Geese, Waza National Park, Cameroon- ©Lonely Planet Image
This is then the place that attracts scores of European Union and American tourists in packaged tours. They come here for licensed hunting, bird and game watching and sport fishing for exotic fish.The wildlife safari industry in Cameroon is still in its infancy and our tourism potential is very immense, yet needs to be revamped into an all year round activity. Adventure specialists are always looking for new grounds and frontiers. The more exotic, the better the adventure. Who doesn’t want to be given a run for his money? Can we too join in the fun of discovering our own country, or else a certain Mungo Park will historically say he discovered Bouba Ndjida!
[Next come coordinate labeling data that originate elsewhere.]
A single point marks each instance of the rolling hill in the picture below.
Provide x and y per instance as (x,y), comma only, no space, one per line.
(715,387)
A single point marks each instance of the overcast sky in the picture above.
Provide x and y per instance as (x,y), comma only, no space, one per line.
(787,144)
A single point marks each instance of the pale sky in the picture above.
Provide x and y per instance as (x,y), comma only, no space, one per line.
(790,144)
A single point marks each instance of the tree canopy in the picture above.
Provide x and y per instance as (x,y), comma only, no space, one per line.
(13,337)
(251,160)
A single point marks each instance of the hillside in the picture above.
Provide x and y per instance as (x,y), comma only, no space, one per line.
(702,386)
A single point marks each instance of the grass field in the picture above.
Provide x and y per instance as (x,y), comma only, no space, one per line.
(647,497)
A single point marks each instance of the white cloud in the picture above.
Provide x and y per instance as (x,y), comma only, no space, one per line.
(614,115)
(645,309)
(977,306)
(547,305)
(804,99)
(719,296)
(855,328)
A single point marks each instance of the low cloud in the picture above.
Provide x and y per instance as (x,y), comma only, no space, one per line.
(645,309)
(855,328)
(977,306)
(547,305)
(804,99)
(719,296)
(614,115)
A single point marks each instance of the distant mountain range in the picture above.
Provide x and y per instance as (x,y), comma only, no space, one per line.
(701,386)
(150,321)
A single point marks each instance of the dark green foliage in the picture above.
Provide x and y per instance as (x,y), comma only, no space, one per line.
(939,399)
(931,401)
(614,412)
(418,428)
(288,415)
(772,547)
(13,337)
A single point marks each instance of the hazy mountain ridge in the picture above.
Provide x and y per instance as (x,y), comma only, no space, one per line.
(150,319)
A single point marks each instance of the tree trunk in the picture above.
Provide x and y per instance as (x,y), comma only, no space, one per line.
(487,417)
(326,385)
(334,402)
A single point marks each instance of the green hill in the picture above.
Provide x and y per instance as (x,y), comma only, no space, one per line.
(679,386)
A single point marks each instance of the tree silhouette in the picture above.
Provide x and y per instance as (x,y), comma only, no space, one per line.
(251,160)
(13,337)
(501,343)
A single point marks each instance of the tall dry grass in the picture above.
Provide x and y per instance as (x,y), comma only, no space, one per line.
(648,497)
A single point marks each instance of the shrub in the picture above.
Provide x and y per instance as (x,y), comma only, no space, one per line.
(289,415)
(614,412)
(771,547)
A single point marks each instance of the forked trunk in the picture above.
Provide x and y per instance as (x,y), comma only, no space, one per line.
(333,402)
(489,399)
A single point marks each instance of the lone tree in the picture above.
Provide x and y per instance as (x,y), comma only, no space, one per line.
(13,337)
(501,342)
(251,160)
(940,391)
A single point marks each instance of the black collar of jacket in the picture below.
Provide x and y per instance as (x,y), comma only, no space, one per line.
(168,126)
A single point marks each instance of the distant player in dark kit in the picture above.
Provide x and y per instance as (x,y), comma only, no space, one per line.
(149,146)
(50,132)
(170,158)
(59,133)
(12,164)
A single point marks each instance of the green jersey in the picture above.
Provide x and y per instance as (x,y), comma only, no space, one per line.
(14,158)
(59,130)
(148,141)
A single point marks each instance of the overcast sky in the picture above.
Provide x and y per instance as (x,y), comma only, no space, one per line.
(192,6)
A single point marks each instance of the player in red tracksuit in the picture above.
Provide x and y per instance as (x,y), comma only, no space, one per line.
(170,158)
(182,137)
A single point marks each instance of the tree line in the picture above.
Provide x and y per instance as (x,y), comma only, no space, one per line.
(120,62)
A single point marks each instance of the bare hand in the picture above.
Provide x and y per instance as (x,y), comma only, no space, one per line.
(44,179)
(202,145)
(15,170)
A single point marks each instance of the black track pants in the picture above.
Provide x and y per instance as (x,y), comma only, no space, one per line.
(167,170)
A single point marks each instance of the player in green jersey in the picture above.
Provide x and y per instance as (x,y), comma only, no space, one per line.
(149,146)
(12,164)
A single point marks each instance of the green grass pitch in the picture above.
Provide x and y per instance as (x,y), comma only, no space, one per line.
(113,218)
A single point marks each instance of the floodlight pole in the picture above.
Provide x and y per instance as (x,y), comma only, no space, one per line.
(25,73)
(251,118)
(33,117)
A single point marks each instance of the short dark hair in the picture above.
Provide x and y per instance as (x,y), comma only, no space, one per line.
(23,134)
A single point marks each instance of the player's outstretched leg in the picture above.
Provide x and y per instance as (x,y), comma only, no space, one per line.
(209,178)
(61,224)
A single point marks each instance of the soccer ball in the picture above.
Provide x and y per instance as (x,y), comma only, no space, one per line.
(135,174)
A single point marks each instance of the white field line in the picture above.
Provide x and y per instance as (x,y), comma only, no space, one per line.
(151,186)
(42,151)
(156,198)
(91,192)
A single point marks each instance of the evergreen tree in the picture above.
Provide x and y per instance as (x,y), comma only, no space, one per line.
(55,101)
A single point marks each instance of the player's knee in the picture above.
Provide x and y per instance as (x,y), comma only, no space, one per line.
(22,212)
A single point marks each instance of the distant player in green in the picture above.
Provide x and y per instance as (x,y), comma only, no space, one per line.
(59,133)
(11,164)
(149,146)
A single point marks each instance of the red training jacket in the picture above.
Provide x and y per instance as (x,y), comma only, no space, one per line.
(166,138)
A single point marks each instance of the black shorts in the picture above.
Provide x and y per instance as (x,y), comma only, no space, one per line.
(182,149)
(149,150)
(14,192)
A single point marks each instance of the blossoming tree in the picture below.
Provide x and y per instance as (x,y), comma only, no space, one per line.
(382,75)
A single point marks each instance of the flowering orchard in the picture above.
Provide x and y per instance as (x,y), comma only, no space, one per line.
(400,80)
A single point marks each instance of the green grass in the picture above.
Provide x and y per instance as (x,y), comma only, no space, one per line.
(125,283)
A campaign to identify national artifacts and monuments in the North Region has come in handy as a national forum brain-stormed to revamp the nation’s tourist industry. If we cannot pinpoint our own cherished artifacts, how then will a foreign friend come to appreciate and savour all that we can offer? The North Region is a vast terrain for tourism in view of its history and cultures. The geographical location in the Sudano-Sahelian zone, with its vast valleys, hills, variegated shrubs and grasses and lakes give a photographic picture of Nature manifest, riddled with economic ramifications.The region is also home to two national safari parks— Benoué and Boubangida— whose popularity as home to hundreds of lions, deer buffaloes, baboons, elephants and other predators, still has to be made known to Cameroonians and to a large extent to tourists.
Travelling across the Region gives you the feeling of sights and sounds— the traditional griots or praise singers, the kaleidoscope of the Lamido’s Parading Calvary, the huh-hub of the border market at Mbai-mbom, the ancient caves in Ngong, the Palace of the Lamido of Rey Bouba built in17th century, the infamous maximum security prison in Tchollire and you can go on and on. But then, why is there such a snag in our tourist industry? The reasons are manifold. Experts say our tourist industry can become a major income earner but its seasonal nature reduces the potential. However, there is a dire need to place it as a show-case of Africa in miniature.
This can only come into fruition through the extension of the network of roads, tuning into the latest in telecommunications, re-orienting wild life attractions and organizing packaged tours. Airline and charter flights are known to operate when and where there is a clear need. So, what will make someone from the Swiss Alps in Geneva fly into the North Region to spend his summer holidays? As tourism strategists have engaged in a think tank to untie the knotty issues, there is a need for agreement and cooperation to be signed with countries having potential tourists in a demand and supply curve; and agreements, like promises are meant to be kept, not to be broken by any of the parties.
It is well known that adventure and the new frontiers is the backbone of tourism. Hanno, the Carthaginian sailor came close to our coast and sighted Mt. Cameroon spitting larva and he called the place the Chariots of the Gods. Likewise, Portuguese sailors in the Age of Discovery, upon seeing a lot of shrimps and prawns in our continental shelf called the place “Camaroes,” from which the name Cameroon has been carved out. This then is the touristic Cameroon that is lying fallow and lagging behind. Tourism, wake up!
Mwalimu Johnnie MacViban is a senior journalist and news analyst who has worked with the CRTV and Cameroon Tribune. Some of his works include A Ripple from Abakwa(Shortlisted for the EduArt Award 2008) and The Mwalimu’s Reader. In 1986, he was featured in Index on Censorship for being incarcerated for a piece he wrote about ‘The Enemies of Democracy’ in Cameroon.